Conhecemos por demais o famoso poema de Pessoa sobre o poeta (Autopsicografia):
um fingidor, “(...) finge tão completamente / que chega a fingir que é dor / a dor
que deveras sente”.
Como Pessoa, o poeta norte-americano E. E. Cummings também buscou
caracterizar o poeta em um de seus poemas: ele é um deus, porque tem o dom de
criar mundos pelo poder da palavra. Assim como no Gênesis, uma ordem como “Faça-se
a luz” equivaleria a “Faça-se o verso”!
Mas ele é mais do que isso: “covarde, palhaço, traidor, idiota,
sonhador, fera”. Um ser humano que se autodeprecia por puro fingimento. Quem não
haveria de perceber que em seu peito repousam “todos os sonhos do mundo”?!
J.A.R. – H.C.
Edward Estlin Cummings
(1894-1962)
xxii. no man, if
men are gods
no man, if men are gods; but if gods must
be men, the sometimes only man is this
(most common, for each anguish is his grief;
and, for his joy is more than joy, most rare)
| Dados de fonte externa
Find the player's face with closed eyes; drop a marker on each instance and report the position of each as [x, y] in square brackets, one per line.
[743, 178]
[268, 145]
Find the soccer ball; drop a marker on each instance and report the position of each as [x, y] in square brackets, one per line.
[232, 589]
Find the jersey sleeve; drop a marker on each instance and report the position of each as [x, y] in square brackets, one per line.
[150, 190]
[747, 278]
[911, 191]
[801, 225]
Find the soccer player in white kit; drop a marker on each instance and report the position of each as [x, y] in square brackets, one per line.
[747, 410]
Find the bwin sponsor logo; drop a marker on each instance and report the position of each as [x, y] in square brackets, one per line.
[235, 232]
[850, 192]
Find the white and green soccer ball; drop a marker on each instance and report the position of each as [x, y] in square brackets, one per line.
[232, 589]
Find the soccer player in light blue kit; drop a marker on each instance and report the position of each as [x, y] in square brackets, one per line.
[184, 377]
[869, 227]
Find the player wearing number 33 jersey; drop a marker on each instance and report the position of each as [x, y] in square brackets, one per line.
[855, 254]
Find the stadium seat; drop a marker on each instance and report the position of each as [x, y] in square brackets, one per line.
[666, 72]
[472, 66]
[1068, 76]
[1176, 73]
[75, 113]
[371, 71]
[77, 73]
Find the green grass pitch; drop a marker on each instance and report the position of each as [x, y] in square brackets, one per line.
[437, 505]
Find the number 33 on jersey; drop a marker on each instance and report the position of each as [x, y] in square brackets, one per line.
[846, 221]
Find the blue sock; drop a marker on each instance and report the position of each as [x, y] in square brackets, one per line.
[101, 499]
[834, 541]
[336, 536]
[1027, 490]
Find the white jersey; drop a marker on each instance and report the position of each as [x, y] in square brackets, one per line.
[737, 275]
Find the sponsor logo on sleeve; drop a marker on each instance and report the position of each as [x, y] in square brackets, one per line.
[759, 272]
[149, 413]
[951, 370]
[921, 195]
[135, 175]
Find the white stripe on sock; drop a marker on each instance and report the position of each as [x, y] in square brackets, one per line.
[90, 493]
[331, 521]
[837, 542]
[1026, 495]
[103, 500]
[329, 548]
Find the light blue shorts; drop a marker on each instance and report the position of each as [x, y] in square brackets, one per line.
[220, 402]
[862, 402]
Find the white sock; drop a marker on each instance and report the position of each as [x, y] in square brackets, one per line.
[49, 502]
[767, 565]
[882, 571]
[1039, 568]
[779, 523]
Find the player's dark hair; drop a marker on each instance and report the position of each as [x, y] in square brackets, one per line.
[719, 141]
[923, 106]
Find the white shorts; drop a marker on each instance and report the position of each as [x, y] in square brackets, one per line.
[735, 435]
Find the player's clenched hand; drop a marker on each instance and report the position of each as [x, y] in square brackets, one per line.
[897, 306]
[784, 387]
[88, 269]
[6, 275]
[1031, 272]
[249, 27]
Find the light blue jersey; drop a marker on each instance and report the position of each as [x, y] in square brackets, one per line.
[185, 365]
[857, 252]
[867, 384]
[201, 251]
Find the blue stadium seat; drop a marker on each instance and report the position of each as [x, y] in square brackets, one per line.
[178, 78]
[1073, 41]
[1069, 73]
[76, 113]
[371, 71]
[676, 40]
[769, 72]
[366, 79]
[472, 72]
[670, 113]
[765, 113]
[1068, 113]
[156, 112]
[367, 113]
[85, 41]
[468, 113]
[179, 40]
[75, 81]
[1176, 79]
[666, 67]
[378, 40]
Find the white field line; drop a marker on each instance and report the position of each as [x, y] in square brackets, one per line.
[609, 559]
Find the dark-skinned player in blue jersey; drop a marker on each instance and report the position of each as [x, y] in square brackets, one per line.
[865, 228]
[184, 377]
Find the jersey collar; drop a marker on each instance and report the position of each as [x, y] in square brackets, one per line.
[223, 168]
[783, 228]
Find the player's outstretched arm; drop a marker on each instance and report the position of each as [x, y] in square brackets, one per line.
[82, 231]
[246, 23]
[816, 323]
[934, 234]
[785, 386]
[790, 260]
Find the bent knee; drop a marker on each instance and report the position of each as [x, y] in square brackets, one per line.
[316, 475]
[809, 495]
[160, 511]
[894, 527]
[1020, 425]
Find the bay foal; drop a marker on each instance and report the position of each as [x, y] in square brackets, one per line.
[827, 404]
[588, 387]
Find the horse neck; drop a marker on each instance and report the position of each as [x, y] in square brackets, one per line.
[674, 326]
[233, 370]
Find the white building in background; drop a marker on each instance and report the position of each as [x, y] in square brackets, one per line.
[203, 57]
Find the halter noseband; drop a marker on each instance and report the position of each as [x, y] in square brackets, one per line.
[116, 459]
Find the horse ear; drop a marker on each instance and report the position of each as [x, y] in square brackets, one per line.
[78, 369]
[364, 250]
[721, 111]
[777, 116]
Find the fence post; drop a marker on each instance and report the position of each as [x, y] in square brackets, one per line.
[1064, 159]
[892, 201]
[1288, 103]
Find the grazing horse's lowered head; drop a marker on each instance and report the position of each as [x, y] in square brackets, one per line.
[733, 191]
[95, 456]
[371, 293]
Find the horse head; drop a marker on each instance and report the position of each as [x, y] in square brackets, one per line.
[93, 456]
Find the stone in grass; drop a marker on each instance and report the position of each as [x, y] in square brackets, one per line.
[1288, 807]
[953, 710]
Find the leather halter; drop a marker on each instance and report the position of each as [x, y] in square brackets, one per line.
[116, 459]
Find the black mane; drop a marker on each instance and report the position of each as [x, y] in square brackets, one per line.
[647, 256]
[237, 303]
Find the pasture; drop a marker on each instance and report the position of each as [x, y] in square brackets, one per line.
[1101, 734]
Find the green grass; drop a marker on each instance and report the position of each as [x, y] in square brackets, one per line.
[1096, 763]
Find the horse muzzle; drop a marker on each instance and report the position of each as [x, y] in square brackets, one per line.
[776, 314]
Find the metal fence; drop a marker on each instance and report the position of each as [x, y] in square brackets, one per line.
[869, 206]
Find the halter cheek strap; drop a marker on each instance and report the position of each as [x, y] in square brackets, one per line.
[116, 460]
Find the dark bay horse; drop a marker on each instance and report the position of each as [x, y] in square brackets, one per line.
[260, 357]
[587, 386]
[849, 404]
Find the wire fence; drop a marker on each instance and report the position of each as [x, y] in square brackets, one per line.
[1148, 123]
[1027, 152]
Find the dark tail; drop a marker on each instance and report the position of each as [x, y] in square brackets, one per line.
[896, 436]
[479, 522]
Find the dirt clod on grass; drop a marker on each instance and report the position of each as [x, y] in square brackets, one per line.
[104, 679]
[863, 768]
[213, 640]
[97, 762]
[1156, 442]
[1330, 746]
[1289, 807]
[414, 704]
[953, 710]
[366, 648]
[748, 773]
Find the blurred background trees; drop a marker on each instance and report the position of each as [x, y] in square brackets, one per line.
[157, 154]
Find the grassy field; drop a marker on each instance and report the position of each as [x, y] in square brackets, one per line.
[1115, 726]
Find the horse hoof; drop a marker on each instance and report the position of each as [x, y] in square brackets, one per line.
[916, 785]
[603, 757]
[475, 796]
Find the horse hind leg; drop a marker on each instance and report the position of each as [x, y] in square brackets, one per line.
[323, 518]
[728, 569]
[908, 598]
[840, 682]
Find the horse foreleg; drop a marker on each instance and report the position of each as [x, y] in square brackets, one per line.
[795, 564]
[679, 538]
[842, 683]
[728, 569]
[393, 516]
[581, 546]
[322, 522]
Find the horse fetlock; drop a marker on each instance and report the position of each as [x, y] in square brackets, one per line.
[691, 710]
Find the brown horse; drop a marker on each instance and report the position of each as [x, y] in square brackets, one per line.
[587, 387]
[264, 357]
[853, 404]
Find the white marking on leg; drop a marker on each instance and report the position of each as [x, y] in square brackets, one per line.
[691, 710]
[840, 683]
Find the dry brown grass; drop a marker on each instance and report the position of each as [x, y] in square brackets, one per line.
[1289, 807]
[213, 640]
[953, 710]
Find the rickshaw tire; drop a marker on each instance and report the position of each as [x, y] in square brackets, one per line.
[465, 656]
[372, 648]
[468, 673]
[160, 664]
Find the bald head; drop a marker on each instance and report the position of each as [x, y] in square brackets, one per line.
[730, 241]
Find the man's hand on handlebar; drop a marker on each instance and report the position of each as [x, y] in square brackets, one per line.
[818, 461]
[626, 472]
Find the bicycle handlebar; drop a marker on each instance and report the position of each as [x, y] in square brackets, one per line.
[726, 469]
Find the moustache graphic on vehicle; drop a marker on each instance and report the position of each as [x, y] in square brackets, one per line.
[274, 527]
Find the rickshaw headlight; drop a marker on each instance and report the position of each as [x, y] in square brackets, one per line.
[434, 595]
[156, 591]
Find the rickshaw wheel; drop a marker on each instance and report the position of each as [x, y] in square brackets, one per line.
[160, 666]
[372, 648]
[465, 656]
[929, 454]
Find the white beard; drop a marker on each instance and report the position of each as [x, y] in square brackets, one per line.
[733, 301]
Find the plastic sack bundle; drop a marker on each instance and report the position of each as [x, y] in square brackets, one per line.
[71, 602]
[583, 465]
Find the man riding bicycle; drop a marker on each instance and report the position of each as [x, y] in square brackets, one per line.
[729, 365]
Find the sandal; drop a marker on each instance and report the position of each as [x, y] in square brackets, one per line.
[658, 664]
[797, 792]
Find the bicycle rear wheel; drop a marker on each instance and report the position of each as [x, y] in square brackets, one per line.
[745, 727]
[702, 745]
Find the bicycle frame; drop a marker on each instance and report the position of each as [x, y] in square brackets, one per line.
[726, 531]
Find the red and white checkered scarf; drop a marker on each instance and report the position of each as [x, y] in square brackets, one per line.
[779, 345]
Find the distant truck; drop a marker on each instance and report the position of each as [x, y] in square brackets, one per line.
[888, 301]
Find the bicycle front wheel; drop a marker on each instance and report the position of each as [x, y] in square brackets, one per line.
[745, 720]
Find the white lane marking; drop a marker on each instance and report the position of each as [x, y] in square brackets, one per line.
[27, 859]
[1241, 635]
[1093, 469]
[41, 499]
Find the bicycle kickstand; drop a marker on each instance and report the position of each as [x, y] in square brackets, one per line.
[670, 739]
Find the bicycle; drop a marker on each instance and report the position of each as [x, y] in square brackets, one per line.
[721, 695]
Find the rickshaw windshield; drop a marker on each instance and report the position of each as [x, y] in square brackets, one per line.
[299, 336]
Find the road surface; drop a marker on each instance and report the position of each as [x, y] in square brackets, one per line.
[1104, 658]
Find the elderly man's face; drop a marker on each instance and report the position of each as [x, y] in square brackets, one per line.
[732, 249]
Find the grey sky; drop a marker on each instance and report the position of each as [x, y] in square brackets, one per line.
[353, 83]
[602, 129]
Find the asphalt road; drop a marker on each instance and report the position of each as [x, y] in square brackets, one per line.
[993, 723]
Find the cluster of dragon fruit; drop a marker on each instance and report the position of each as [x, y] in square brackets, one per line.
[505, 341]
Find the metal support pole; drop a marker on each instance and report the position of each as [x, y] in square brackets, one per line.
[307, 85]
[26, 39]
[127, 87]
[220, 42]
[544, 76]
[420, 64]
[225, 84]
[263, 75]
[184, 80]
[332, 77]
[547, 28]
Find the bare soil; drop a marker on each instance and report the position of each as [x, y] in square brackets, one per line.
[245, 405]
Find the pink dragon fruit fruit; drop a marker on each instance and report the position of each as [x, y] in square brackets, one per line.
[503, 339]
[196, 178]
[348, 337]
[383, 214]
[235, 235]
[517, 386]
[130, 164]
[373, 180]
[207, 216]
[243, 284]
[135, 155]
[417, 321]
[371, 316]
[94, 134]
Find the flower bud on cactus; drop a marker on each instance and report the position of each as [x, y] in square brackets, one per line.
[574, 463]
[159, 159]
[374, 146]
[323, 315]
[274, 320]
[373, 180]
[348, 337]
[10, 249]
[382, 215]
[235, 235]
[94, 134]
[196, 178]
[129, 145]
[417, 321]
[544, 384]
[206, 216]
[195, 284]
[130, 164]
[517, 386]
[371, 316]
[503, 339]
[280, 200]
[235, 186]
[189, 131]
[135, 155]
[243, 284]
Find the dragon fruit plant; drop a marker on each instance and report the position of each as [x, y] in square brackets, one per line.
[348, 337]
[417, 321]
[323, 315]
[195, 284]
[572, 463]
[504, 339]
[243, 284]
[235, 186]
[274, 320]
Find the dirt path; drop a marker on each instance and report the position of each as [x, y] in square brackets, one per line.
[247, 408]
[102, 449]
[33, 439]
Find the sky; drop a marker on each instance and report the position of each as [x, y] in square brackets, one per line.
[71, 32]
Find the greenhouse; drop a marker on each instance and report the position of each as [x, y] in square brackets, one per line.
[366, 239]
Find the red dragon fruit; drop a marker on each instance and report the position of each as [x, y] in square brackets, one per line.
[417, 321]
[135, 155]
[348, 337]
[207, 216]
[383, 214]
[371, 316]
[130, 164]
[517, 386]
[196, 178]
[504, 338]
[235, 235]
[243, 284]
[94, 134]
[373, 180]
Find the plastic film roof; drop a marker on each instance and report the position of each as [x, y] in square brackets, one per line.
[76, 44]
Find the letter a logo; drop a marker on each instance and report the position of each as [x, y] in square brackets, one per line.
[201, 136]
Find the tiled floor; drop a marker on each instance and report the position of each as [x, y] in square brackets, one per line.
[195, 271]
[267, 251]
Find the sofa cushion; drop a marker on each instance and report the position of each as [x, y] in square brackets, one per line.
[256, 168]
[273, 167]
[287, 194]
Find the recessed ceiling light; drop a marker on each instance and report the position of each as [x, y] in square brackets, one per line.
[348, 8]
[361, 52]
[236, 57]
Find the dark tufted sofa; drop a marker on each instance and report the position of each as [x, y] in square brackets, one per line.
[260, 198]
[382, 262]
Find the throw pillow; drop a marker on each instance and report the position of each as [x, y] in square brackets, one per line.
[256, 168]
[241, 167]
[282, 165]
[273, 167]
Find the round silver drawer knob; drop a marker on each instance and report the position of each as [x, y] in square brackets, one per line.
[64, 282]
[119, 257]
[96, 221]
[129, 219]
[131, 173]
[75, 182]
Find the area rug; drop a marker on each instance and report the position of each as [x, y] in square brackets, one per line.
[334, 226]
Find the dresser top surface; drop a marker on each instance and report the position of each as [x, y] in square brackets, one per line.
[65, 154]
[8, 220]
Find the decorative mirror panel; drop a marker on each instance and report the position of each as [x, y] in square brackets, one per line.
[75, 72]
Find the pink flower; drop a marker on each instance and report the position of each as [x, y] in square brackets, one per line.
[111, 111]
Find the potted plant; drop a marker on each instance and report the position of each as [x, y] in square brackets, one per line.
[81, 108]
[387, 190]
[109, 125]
a fiend, if fiends speak truth; if angels burn
by their own generous completely light,
an angel; or (as various worlds he'll spurn
rather than fail immeasurable fate)
coward, clown, traitor, idiot, dreamer, beast –
such was a poet and shall be and is
– who’ll solve the depths of horror to defend
a sunbeam’s architecture with his life:
and carve immortal jungles of despair
to hold a mountain’s heartbeat in his hand
O Poeta
Egon Schiele: pintor
austríaco
(1890-1918)
xxii. homem não, se os homens são
deuses
homem não, se os
homens são deuses; mas se os deuses devem
ser homens, por vezes
é este o único homem
(o mais comum, para
cada angústia é a sua dor;
e o mais raro, sua
alegria é mais do que prazer)
um demônio, se os
demônios dizem a verdade; se os anjos ardem
plenamente por sua
própria e generosa luz,
um anjo; ou (uma vez que
muitos mundos ele recusaria
a ter que falhar com
o seu incomensurável destino)
covarde, palhaço,
traidor, idiota, sonhador, fera –
assim foi e será e é
o poeta
– aquele que deslindará
os abismos do horror para defender
a arquitetura de um
raio de sol com a sua vida:
e esculpe selvas infindáveis
de desalento
para segurar a
pulsação de uma montanha em sua mão
Referência:
CUMMINGS, E. E. no man, if men are gods. In: __________. Complete poems: 1904-1962. 1 X 1 [One Times One]. Edited by George
J. Firmage. New York (US): Liveright Publishing Corporation, 1991. p. 562.